* KRG calls plan with BP for Kirkuk illegal
* Baghdad and Kurdistan locked in long oil dispute
* Kurdish region has begun to truck oil to Turkey
By Patrick Markey
BAGHDAD, Jan 18 (Reuters) - Iraq’s Kurdistan has defended its oil policy as constitutional, and rejected a deal between Baghdad and BP for an oilfield in the disputed city of Kirkuk as an “illegal” step in the autonomous region’s feud with the central government.
The statement came after Iraq’s oil minister said Baghdad’s government would sue companies exporting crude from Kurdistan, warned of cuts to the self-ruled region’s federal budget and announced an accord with BP in Kirkuk.
Iraq’s Arab-led central government and Kurdistan Regional Government or KRG, run by ethnic Kurds, are locked in a widening dispute over control of oil revenues, oilfields and territory that is fraying the country’s uneasy federal union.
The ethnically mixed city of Kirkuk, sitting on the internal border between Iraq and Kurdistan, is at the heart of their long-running battle over constitutional rights to the OPEC member’s crude reserves, the world’s fourth-largest.
“Iraq’s citizens are simply tired of this sort of language of threat and intimidation, which in the cynical pursuit of narrow political agendas serves only to create division and strife,” the KRG said in a statement on its website.
“In terms of oil and gas management, the KRG firmly believes in, and abides by, the letter and spirit of Iraq’s permanent, federal constitution.”
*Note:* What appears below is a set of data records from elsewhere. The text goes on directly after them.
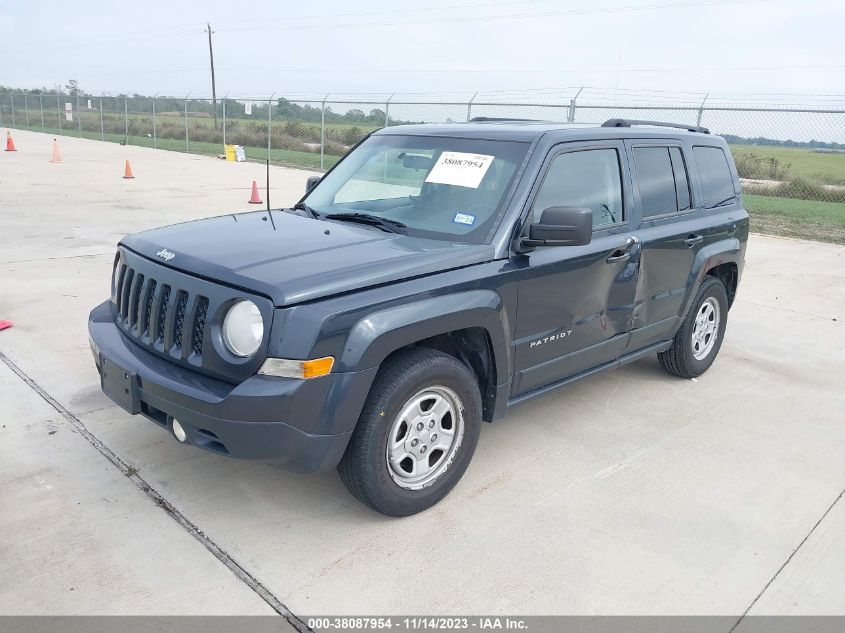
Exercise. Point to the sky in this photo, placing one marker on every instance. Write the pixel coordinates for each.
(749, 51)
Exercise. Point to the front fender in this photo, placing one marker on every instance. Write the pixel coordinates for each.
(376, 336)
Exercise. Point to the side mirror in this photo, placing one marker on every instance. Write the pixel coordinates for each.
(561, 226)
(311, 182)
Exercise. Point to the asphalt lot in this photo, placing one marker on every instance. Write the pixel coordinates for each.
(629, 493)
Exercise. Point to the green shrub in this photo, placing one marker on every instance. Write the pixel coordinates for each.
(749, 165)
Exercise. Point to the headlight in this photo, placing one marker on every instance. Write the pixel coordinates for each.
(243, 328)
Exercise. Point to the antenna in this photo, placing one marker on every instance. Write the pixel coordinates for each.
(267, 193)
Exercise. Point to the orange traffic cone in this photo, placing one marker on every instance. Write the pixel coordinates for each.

Speaking to Reuters on Wednesday, Oil Minister Abdul Kareem Luaibi said Baghdad intends to sue Genel Energy - the first company to export oil directly from Kurdistan - and may slash the government’s allocated 17 percent budget to the region unless it halts what he rejected as smuggling.
Luaibi announced a preliminary agreement with BP to revive the northern Kirkuk oil field, which - apart from being at the centre of the fight between Kurdistan and Iraq - is suffering massive output declines.
“He reveals details of an illegal and unconstitutional plan to allegedly allow BP to enhance the recovery of some of the depleted fields in Kirkuk... without consulting and obtaining approval of the other parties to the dispute,” the KRG said.
The feud between Baghdad and the Kurdistan enclave, which has run its own regional administration and armed forces since 1991, has escalated since the KRG began signing deals with oil majors like Exxon Mobil and Chevron.
Iraq’s government claims only it has the constitutional authority to export crude oil and sign deals, but Kurdistan says the constitution allows it to agree to contracts and ship oil independently of Baghdad.
Baghdad and Kurdistan late last year both sent troops to reinforce positions along their internal border in a major escalation of tensions between the two regions, but neither appeared to have the stomach for open conflict.
The KRG has given permission to Genel to truck exports directly from Kurdistan’s Taq Taq oilfield to Turkey, bypassing the federal pipeline system linking Kirkuk with the Turkish Mediterranean port of Ceyhan.
While the central government dismisses that as smuggling, the KRG said the barter with Turkey was making up part of Kurdistan’s entitlement to 17 percent of refined products since Baghdad was not supplying the full amount.
The regional government also rejected Luaibi’s suggestion that Baghdad might cut Kurdistan’s 17 percent allocation of the federal budget.
“The federal oil minister is stepping well beyond his remit in speaking about the federal budget, creating yet another smokescreen for the incompetency of his ministry and of the federal administration,” it said.
The move to truck oil directly to Turkey came after Kurdistan exports were halted via the Baghdad-controlled Iraq-Turkey pipeline due to a dispute over central government payments to oil companies working in Kurdistan.
Baghdad has made one payment in 2012, but Iraqi officials said last month they would not pay firms a second installment because Kurdistan had failed to reach agreed production under a deal made in September.
The central government says Kurdistan is expected to provide 250,000 bpd to Iraq’s 2013 oil export target of 2.9 million bpd. In 2012, the KRG was to contribute 175,000 bpd to the federal budget, but handed an average of 61,000 bpd, Luaibi said.
“Had it not been for the federal government’s obstructionist policies, the Kurdistan Region could now be exporting 500,000 barrels per day or some $18 billion per year,” the KRG said.